Say, a car travels $12.0m$ east, then $15.0m$ south. Calculate its total displacement.

You can use the Pythagorean theorem to calculate $\vec {R}$ knowing $\vec {R}_x = +12.0m$ and $\vec {R}_y = -15.0m$:

$\vec {R}^2 = \vec {R}_x^2 + \vec {R}_y^2$

$\ \, \vec {R} = \sqrt { \vec {R}_x^2 + \vec {R}_y^2 }$

$\ \, \vec {R} = \sqrt { (+12.0m)^2 + (-15.0m)^2 }$

$\ \, \vec {R} = \sqrt { 369m^2 }$

$\ \, \vec {R} = 19.2m$

Notice how we included the units in the calculation. You don't need to do this, however, it can help you determine whether or not your calculations are correct. Sometimes you should not do this though, since it can be somewhat time consuming.

Now we need to determine the angle $\theta$ by using trigonometry:

$\theta = \tan^{-1} \frac { \text {opposite} } { \text {hypotenus} }$

$\theta = \tan^{-1} \frac { 15.0 \cancel {m} } { 12.0 \cancel {m} }$

$\theta = \tan^{-1} (1.25)$

$\theta = 51.3^{\circ}$

This theta value points from east to south, so the direction of the car's displacement is [east $51.3^{\circ}$ south].

$\therefore$ The car travelled $19.2m$ [east $51.3^{\circ}$ south].

2. Cosine and sine law method

You can use a combination of both sine law (left equation) and cosine law (right equation) to find the resultant vector in certain situations.

$\frac { \sin A } { a } = \frac { \sin B } { b } = \frac { \sin C } { c } \ \text{and} \ c = \sqrt { a^2 + b^2 - 2ab \cos C }$

Remember, for sine law, $A$ is the angle opposite to the line $a$, and the same goes for $B$ with $b$ and for $C$ with $c$.

For instance, suppose you walk $7.00m$ east, then you walk $5.00m$ north of east, as shown in the animation below. Calculate your total displacement.

In this case, $c$ is the resultant vector and $B$ is the angle makes with the horizontal.

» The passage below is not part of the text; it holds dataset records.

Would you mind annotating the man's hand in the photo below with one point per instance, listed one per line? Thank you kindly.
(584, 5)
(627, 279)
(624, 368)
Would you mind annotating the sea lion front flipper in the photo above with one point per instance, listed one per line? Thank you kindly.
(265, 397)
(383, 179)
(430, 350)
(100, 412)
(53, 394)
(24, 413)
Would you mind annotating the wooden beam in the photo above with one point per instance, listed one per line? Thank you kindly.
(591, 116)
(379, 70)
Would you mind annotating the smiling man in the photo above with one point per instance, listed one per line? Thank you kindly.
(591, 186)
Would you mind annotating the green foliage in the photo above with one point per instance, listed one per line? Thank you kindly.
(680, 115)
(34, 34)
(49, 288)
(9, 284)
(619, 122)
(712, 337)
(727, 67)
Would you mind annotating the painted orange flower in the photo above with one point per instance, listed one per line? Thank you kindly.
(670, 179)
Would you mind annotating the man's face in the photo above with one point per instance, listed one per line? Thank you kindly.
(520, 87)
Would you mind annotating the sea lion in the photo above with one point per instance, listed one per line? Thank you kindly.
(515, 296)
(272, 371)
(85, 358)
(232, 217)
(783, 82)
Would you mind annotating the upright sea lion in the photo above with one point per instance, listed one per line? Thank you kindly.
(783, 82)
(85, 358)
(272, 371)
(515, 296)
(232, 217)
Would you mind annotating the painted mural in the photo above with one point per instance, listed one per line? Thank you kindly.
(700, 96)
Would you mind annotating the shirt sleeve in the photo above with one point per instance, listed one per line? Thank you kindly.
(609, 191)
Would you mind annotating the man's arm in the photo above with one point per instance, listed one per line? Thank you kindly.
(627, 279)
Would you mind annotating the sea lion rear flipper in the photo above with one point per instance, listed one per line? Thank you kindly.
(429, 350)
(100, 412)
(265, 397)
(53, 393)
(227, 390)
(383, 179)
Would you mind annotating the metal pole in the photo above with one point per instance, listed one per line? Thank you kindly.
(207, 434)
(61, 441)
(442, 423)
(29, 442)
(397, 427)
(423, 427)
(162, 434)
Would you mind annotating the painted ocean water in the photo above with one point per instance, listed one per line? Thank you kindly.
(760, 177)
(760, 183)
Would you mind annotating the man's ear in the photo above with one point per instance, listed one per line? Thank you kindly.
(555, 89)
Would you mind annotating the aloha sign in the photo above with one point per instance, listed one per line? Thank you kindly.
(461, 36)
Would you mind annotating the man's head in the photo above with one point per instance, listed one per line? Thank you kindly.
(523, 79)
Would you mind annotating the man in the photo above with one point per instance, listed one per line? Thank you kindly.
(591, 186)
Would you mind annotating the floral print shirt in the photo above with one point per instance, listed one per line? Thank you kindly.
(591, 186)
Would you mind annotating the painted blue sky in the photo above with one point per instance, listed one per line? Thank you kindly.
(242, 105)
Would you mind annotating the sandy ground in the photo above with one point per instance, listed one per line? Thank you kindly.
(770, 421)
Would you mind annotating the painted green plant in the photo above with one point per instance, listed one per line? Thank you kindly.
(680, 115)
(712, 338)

Using the fact that angle $C + 40^{\circ} = 180$, we get $C = 140^{\circ}$

Now we have everything we need to calculate the length $c$ using cosine law:

$c = \sqrt { a^2 + b^2 - 2ab \cos C }$

$\ \, \, \, = \sqrt { (7.00m)^2 + (5.00m)^2 - 2(7.00m)(5.00m) \cos (140^{\circ}) }$

$\ \, \, \, = \sqrt { 127.62m^2 }$

$\ \, \, \, = 11.3m$

Now, just find the angle of the resulting vector, or $B$ using sine law:

$\quad \, \frac {\sin C} {c} = \frac {\sin B} {b}$

$\frac {\sin (140^{\circ})} {11.3m} = \frac {\sin B} {7.00m}$

$\quad \ \ \ \ \, B = 23.5^{\circ}$

$\therefore$ You displaced a total of $11.3m$ north $23.5^{\circ}$ of east.

3. Rectangular components method

This is another fast method, and it involves adding up the components of both vectors by using their magnitudes, and the angle they make with the horizontal.

$\vec {R} = (| \vec {R} | \cos \theta, \ | \vec {R} | \sin \theta)$

For example, let there be a car that goes $10.0m$ east, then $12.0m$ north $30^{\circ}$ of east. Find the car's total displacement.

In the animation above, $\vec {R}_1$ is when the car moves $10.0m$ east, and $\vec {R}_2$ is when the car moves $12.0m$ north $30^{\circ}$ east.

We can split both vectors into their $x$ and $y$ coordinates:

$\vec {R}_1 = ((10.0m) \cos 0^{\circ}, \ (10.0m) \sin 0^{\circ}) = (10.0m, \ 0.00m)$

So, $\vec {R}_{1_x} = 10.0m$ and $\vec {R}_{1_y} = 0.00m$

$\vec {R}_1 = ((12.0m) \cos 30^{\circ}, \ (12.0m) \sin 30^{\circ}) = (10.4m, \ 6.00m)$

So, $\vec {R}_{2_x} = 10.4m$ and $\vec {R}_{2_y} = 6.00m$

Then, all you need to do is add the two components

$\vec {R} = (\vec {R}_{1_x} \ + \ \vec {R}_{2_x}, \ \vec {R}_{1_y} \ + \ \vec {R}_{2_y})$

$\ \ \ \, \, = (10.0m \ + \ 10.4m, \ 0.00m \ + \ 6.00m)$

$\ \ \ \, \, = (20.4m, \ 6.00m)$

Finally, we need to determine the magnitude and direction:

$| \vec {R} | = \sqrt { (20.4m)^2 + (6.00m)^2 } = 21.3m$

$\theta = \tan^{-1} \frac {6.00m} {20.4m} = 16.4^{\circ}$

$\therefore$ The car was displaced $21.3m [N \ 16.4^{\circ} \ E]$.